If I had asked you on Thursday morning how you thought the San Francisco Giants game against the San Diego Padres would go, you probably would have offered up two predictions.
The first is that Logan Webb would play very good baseball.
The second is that the rest of the Giants would play very bad baseball.
If it sounds like I’m commending your prediction skills, I’m not. An impressive prediction would be Buster Posey coming out of retirement and hitting a grand slam left-handed. It doesn’t even need to happen, it would be impressive just predicting it.
Predicting that Logan Webb would play good baseball and the rest of the Giants would not is like predicting that Guy Fieri will say “righteous” sometime within the first 15 minutes of a DDD episode.
Logan Webb’s been playing good baseball for a while. The Giants have been playing bad baseball for a while. Some things are too easy.
So yeah. You probably don’t need much more of a recap than that, but I’m here to provide it anyway.
Webb was spectacular, albeit rather unconventional, as has been his approach this season. A year after striking out 9.59 batters per nine innings, Webb entered Thursday’s game with just 7.92 ... a number that will take a sizable hit after recording a mere two strikeouts in eight innings against the Padres.
That’s not really how they tell you to pitch in 2022, but eight innings of one-run ball against one of the top teams in baseball is eight innings of one-run ball against one of the top teams in baseball. There are conventional ways and flashy ways to throw eight innings of one-run ball against one of the top teams in baseball, but there’s no wrong way to throw eight innings of one-run ball against one of the top teams in baseball.
And it wasn’t that Webb got lucky. It was that he simply was hard to hit, despite only nine of his 103 pitches being swinging strikes.
Here’s a breakdown of the 29 batters he faced:
7 soft-hit groundouts
4 soft-hit flyouts
3 soft-hit singles
3 hard-hit groundouts
2 hard-hit flyouts
2 hard-hit singles
1 soft-hit lineout
1 Manny Machado home run
That’s good pitching, even if it would look a little more at home in a decade that Webb was not alive for.
Unfortunately the Padres countered with good pitching of their own, and it was a bit more in place in this era: Joe Musgrove struck out six in seven scoreless innings, allowing just one hit but walking four batters.
The Giants were useless against him. They’re useless against most people at the moment, but let’s give Musgrove some credit here. It wasn’t until LaMonte Wade Jr. led off the sixth inning with a double that they broke up Musgrove’s quest to become the first two players in Padres history to throw a no-hitter, and even after that they looked truly foolish trying (and failing) to score that run.
But in the ninth they found life. It was once again Austin Slater leading a rally, this time by taking one for the team in the form of a plunking, and stealing second. After Yermin Mercedes and David Villar were retired, the Giants were down to their final out, and had still recorded but a single hit all day.

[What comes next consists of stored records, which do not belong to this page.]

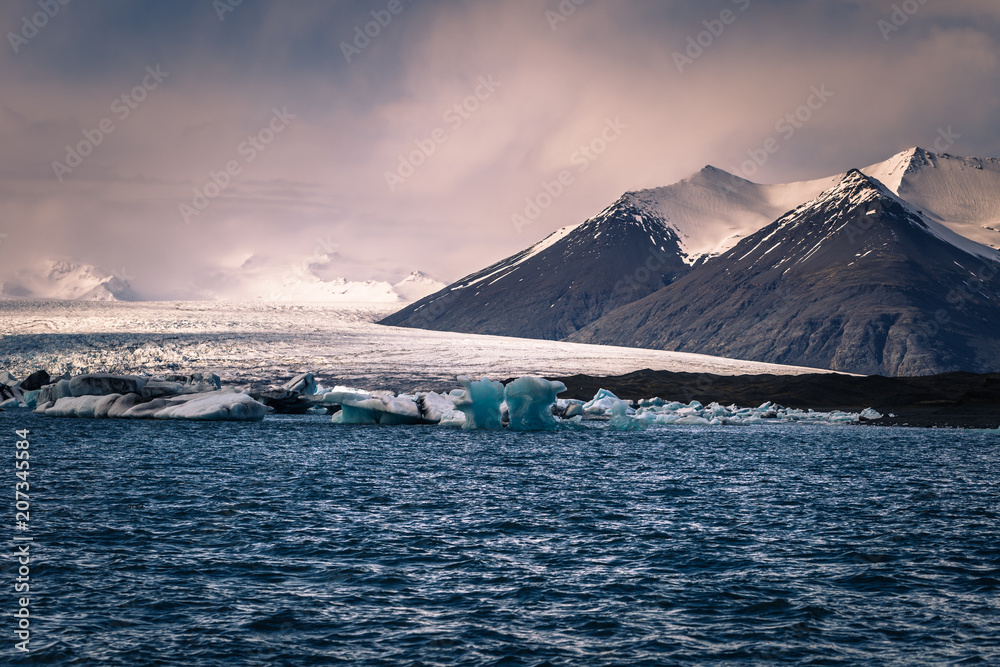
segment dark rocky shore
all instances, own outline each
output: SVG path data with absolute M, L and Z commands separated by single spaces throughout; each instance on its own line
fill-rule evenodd
M 850 412 L 871 407 L 885 416 L 864 423 L 880 426 L 1000 428 L 1000 373 L 892 378 L 820 373 L 727 376 L 646 369 L 613 377 L 553 379 L 568 388 L 562 398 L 590 400 L 604 388 L 629 400 L 659 396 L 741 406 L 773 401 L 786 407 Z

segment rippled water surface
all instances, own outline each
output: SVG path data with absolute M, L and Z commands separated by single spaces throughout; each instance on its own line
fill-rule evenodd
M 0 425 L 32 664 L 1000 664 L 996 433 Z

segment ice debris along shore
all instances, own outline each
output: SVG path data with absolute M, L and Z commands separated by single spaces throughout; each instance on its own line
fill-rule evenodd
M 0 377 L 0 408 L 26 407 L 52 417 L 122 419 L 196 419 L 260 421 L 269 412 L 330 414 L 336 424 L 437 424 L 466 430 L 545 431 L 604 422 L 615 430 L 653 425 L 737 426 L 775 423 L 852 424 L 878 419 L 860 413 L 814 412 L 764 403 L 741 408 L 661 398 L 624 401 L 601 389 L 590 401 L 560 399 L 561 382 L 525 376 L 504 386 L 489 378 L 458 378 L 461 388 L 447 394 L 394 394 L 352 387 L 323 387 L 312 373 L 281 386 L 249 393 L 223 388 L 214 374 L 148 378 L 92 373 L 51 381 L 45 371 L 17 383 Z
M 566 390 L 561 382 L 527 376 L 504 387 L 489 378 L 460 377 L 461 389 L 448 394 L 379 394 L 337 387 L 326 396 L 343 409 L 333 416 L 338 424 L 439 424 L 468 430 L 507 427 L 514 431 L 544 431 L 604 422 L 615 430 L 641 430 L 653 425 L 751 426 L 757 424 L 855 424 L 882 417 L 868 408 L 854 412 L 815 412 L 764 403 L 741 408 L 698 401 L 680 403 L 652 398 L 632 403 L 605 389 L 590 401 L 557 398 Z
M 260 421 L 271 411 L 243 391 L 222 388 L 213 374 L 148 378 L 88 373 L 51 380 L 39 371 L 23 382 L 3 383 L 4 395 L 11 397 L 0 408 L 24 407 L 49 417 L 205 421 Z

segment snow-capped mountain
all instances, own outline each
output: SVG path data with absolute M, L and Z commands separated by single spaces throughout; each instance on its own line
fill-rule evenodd
M 443 282 L 431 278 L 423 271 L 414 271 L 393 285 L 392 289 L 403 301 L 419 301 L 425 296 L 443 289 L 444 286 Z
M 138 301 L 124 272 L 69 261 L 49 261 L 0 283 L 6 298 L 69 301 Z
M 866 374 L 996 372 L 1000 253 L 955 236 L 852 171 L 569 339 Z
M 982 258 L 1000 247 L 1000 160 L 903 151 L 861 170 L 910 202 L 942 240 Z M 761 185 L 705 167 L 628 192 L 592 220 L 548 238 L 383 320 L 423 329 L 529 338 L 569 336 L 711 262 L 846 174 Z M 600 221 L 650 225 L 601 241 Z M 605 241 L 612 237 L 605 237 Z M 514 304 L 522 304 L 521 308 Z
M 688 270 L 674 230 L 626 195 L 382 323 L 559 339 Z

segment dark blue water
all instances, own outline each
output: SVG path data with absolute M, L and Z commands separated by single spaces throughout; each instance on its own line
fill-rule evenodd
M 0 426 L 13 664 L 1000 664 L 996 433 Z

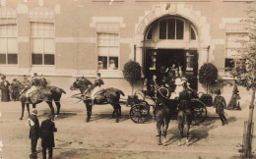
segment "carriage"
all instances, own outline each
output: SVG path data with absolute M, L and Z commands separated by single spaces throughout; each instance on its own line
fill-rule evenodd
M 134 95 L 128 96 L 126 106 L 131 107 L 129 116 L 134 123 L 143 124 L 148 122 L 154 115 L 151 115 L 151 107 L 155 109 L 156 98 L 146 95 L 142 90 L 137 90 Z M 191 108 L 193 109 L 192 125 L 199 125 L 203 123 L 207 117 L 207 108 L 203 99 L 196 90 L 191 89 Z M 172 107 L 171 119 L 177 119 L 177 99 L 168 99 L 174 107 Z

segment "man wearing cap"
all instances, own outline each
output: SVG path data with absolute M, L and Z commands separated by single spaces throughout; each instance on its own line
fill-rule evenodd
M 36 114 L 37 114 L 37 110 L 32 109 L 32 115 L 30 115 L 30 117 L 28 118 L 29 126 L 31 127 L 29 138 L 32 139 L 31 157 L 36 156 L 36 143 L 37 143 L 37 139 L 39 138 L 40 126 Z
M 95 88 L 94 88 L 94 90 L 93 90 L 93 92 L 91 94 L 93 105 L 94 105 L 94 100 L 96 98 L 96 94 L 99 91 L 101 85 L 103 85 L 103 84 L 104 84 L 104 81 L 101 80 L 100 74 L 97 73 L 96 80 L 95 81 Z
M 52 115 L 48 114 L 47 119 L 42 121 L 40 128 L 42 158 L 46 159 L 46 148 L 48 148 L 49 159 L 52 158 L 52 147 L 55 147 L 54 132 L 57 132 L 54 122 L 52 122 Z
M 46 80 L 46 79 L 44 79 L 43 75 L 41 75 L 41 78 L 39 80 L 39 83 L 40 83 L 41 87 L 46 87 L 46 85 L 47 85 L 47 80 Z
M 40 82 L 39 82 L 39 80 L 37 79 L 36 73 L 33 74 L 31 85 L 32 85 L 31 88 L 26 92 L 26 97 L 27 97 L 26 103 L 30 103 L 30 101 L 29 101 L 30 94 L 35 90 L 38 90 L 38 87 L 40 86 Z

In stepped Brandon Crawford, a lefty, to face Taylor Rogers, a lefty (as well as a former Twin of Minnesota, and a current twin of Tyler Rogers). He laid off on an 80-mph slider that just missed, then laid off on an 80-mph slider that just missed, then got an 80-mph slider that floated towards the middle of the zone.
He blasted that one into the outfield to tie the game.
CRAWFORD COMES THROUGH pic.twitter.com/5d64ObJIUQ— SFGiants (@SFGiants) July 8, 2022
Then Mauricio Llovera had a truly excellent ninth.
From San Diego with Llov pic.twitter.com/wjN6fCcnem— SFGiants (@SFGiants) July 8, 2022
But you forgot about it quickly because the Giants reminded you as to how much they’re struggling. They made no real attempt to move the Manfred Man past second base, opting instead for three swinging strikeouts.
You knew what awaited the Giants in the bottom half of the inning. Good teams don’t miss when things are teed up for them, especially when it’s a struggling team doing the teeing up.
The Giants intentionally walked Austin Nola to create a force play, than Jarlin García did the ol’ look-at-every-base-but-don’t-throw-anyone-out-on-a-bunt trick. The bases were loaded with no outs for Jorge Alfaro.
García tested him with a changeup right over the plate. Alfaro fouled it off. García, who indubitably has an “if it ain’t broke don’t fix it” sign from Etsy hanging on the wall of his home, fired another changeup right over the plate. Alfaro did not foul this one off.
Instead he fired it 384 feet, giving the Padres a walk-off win.
Giants baseball! It’s just like you, in that you question its decisions daily.
Oh, and while I have you here, hold a good thought for Padres outfielder Jurickson Profar, who had a terrifying collision with shortstop C.J. Abrams. Profar tried to walk off the field, but collapsed and appeared to lose consciousness. He was taken off the field on a stretcher, though he waved to the fans and smiled as it happened. It took the medical team about five minutes to get a cart and stretcher onto the field, which seems like way too long?
Anyway, the Padres said he was transferred to the hospital for further evaluation. Hold him in your thoughts.